Si es así, solo puede deberse a una causa. Será que transportan una carga valiosa. Tal vez géneros de lujo. Puede que armas. Quién sabe si metales preciosos. Tiene que ser eso. Seguro que viajan de esa forma para evitarse el pago de tasas o la requisa.

Por eso los hay partidarios de atacarles sin más. Matarlos a todos y apoderarse de sus tesoros. Pero algunos no olvidan que en la caravana van muchos jinetes armados. No se harán con la carga sin combate. Y en ese combate sufrirán no pocas bajas. Es mejor saber antes qué hay en esos fardos.

Eso opina Valeriano. Es preciso saber si la lucha merece la pena. Lo primero es cobrarles por el derecho de paso. Y averiguar con alguna astucia qué transportan. Solo después y si el botín lo vale, les tenderán una emboscada camino adelante, cuando viajen ya más confiados.

Y los cuernos siguen sonando.

El sol asciende. Llena de luz temprana las laderas occidentales, donde está la salida del valle. Ahí acampan el que se titula
dux
y los suyos. Y ahí, gracias al sol, la niebla va aligerando. No como en el oriente del valle, todavía en sombras, donde sigue espesa.

Valeriano ladea la cabeza. Abre las orejas. Eso que acaba de oír, ¿habrán sido cascos de caballos?

Los viajeros bajaron al valle casi al crepúsculo. Acamparon en aquella parte oriental, en la boca del cañón que forma el río al entrar. Los de Valeriano no trataron de impedírselo ni les hostigaron tras el ocaso. Así se lo ordenó el que se llama
dux
, que no les envió tampoco mensajeros. Era mejor dejarles en la incertidumbre y que se macerasen en ella toda la noche.

Así estarán más dialogantes hoy por la mañana.

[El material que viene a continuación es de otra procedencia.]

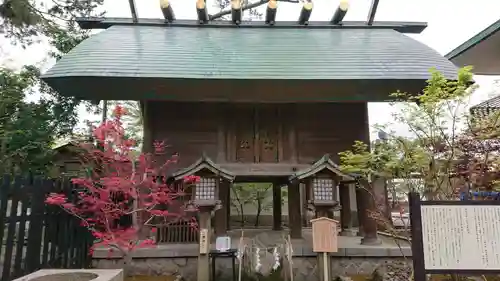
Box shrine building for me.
[42,0,457,245]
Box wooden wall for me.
[145,101,369,167]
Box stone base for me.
[14,269,124,281]
[93,256,412,281]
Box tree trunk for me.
[122,252,132,278]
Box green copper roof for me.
[446,20,500,75]
[445,19,500,60]
[42,26,456,98]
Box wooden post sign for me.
[409,189,500,281]
[311,217,339,253]
[200,228,209,255]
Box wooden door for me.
[232,105,281,163]
[256,105,281,163]
[233,105,255,163]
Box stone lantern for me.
[290,154,353,217]
[289,154,353,236]
[172,155,234,281]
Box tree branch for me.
[208,0,299,20]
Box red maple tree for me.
[46,106,198,263]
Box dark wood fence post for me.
[26,177,51,272]
[408,192,427,281]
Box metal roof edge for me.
[444,19,500,60]
[76,17,427,34]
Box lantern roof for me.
[172,154,234,182]
[289,154,355,181]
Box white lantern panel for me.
[313,178,334,201]
[195,178,217,200]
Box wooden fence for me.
[0,176,93,281]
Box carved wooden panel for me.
[232,105,255,163]
[256,105,282,163]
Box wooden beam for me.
[331,0,349,24]
[128,0,139,23]
[298,1,313,25]
[366,0,379,25]
[77,18,427,34]
[266,0,278,25]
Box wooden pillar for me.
[355,186,366,236]
[339,183,355,236]
[356,184,382,245]
[214,180,231,236]
[197,210,211,281]
[273,182,283,230]
[288,181,302,239]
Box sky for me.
[0,0,500,139]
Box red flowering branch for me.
[46,106,198,257]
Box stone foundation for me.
[93,257,411,281]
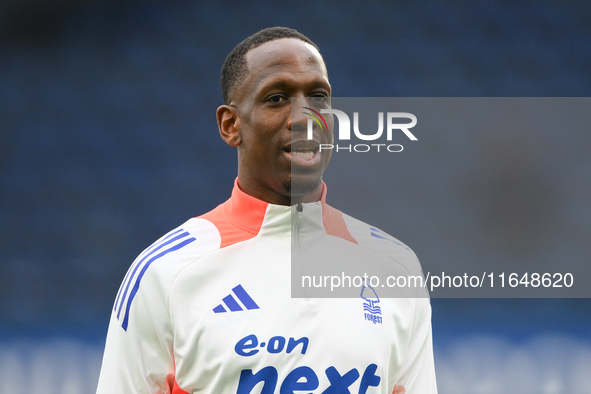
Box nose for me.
[287,97,308,131]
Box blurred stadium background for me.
[0,0,591,394]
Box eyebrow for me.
[254,77,331,93]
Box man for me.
[98,28,436,394]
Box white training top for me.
[97,183,437,394]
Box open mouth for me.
[283,144,319,165]
[287,148,318,160]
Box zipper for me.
[293,203,309,301]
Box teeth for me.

Bandadas de aves aletean entre graznidos sobre el valle, expulsadas de sus ramas por el atronar de los cuernos. Las faldas de los montes occidentales están ya libres de nieblas. Lucen ahora al sol los colores del otoño en los bosques. Un mar de amarillos, marrones, rojos que tiemblan a cada roce de la brisa.

Abajo, la niebla aligera, deviene bruma con bancos espesos que flotan como islas ingrávidas. Valeriano vuelve la mirada. Las bandas se han organizado por fin entre los velos de neblina.

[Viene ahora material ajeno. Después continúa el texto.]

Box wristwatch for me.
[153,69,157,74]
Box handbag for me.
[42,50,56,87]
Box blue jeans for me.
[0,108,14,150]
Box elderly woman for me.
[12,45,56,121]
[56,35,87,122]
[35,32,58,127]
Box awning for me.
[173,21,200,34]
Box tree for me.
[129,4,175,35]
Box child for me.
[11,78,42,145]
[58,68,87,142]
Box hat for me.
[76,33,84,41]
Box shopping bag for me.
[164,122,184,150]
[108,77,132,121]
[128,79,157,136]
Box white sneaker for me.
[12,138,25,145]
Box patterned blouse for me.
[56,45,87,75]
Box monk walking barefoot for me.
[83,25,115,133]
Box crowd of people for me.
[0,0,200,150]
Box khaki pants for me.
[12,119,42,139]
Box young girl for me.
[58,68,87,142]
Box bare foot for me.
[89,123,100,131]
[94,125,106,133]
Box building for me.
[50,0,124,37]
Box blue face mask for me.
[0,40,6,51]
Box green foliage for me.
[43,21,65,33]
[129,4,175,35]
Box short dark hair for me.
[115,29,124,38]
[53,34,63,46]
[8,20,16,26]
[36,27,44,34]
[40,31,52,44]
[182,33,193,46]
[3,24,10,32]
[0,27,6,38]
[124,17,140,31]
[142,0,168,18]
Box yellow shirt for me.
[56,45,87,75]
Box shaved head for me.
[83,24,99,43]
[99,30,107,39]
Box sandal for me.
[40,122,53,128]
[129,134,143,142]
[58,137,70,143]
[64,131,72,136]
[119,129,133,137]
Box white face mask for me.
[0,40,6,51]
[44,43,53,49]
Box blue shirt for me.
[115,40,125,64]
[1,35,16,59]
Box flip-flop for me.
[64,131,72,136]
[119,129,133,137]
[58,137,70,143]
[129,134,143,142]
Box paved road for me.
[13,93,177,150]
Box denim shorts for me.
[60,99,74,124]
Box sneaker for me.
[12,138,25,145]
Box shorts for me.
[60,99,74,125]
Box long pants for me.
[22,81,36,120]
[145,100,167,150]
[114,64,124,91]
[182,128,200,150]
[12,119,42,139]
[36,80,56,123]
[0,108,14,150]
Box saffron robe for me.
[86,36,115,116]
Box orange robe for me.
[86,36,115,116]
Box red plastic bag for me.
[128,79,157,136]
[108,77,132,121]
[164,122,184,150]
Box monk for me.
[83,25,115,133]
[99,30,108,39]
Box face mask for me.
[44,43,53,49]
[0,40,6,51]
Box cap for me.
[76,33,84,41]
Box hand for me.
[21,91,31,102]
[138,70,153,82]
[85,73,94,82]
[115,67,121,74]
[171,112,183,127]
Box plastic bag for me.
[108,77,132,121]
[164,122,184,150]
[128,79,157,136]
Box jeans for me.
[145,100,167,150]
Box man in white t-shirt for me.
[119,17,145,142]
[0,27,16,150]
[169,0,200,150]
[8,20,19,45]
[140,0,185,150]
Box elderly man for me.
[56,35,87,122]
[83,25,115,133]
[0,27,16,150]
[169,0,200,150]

Se coloca el yelmo. Es un viejo casco romano que ha ido pasando de generación en generación. Se ajusta la dalmática de piel. Monta a caballo y sus tres hijos le imitan. El menor lleva su estandarte. Un simple cuadrado de cuero con pinturas azules y blancas. Las mismas que lucen sus seguidores en los escudos.

Los torbellinos de neblina se agitan. A través de cortinas como gasas blancas, entrevé a un grupo de jinetes. Siluetas negras. Un puñado. Cinco o seis. Tal vez una partida enviada en descubierta.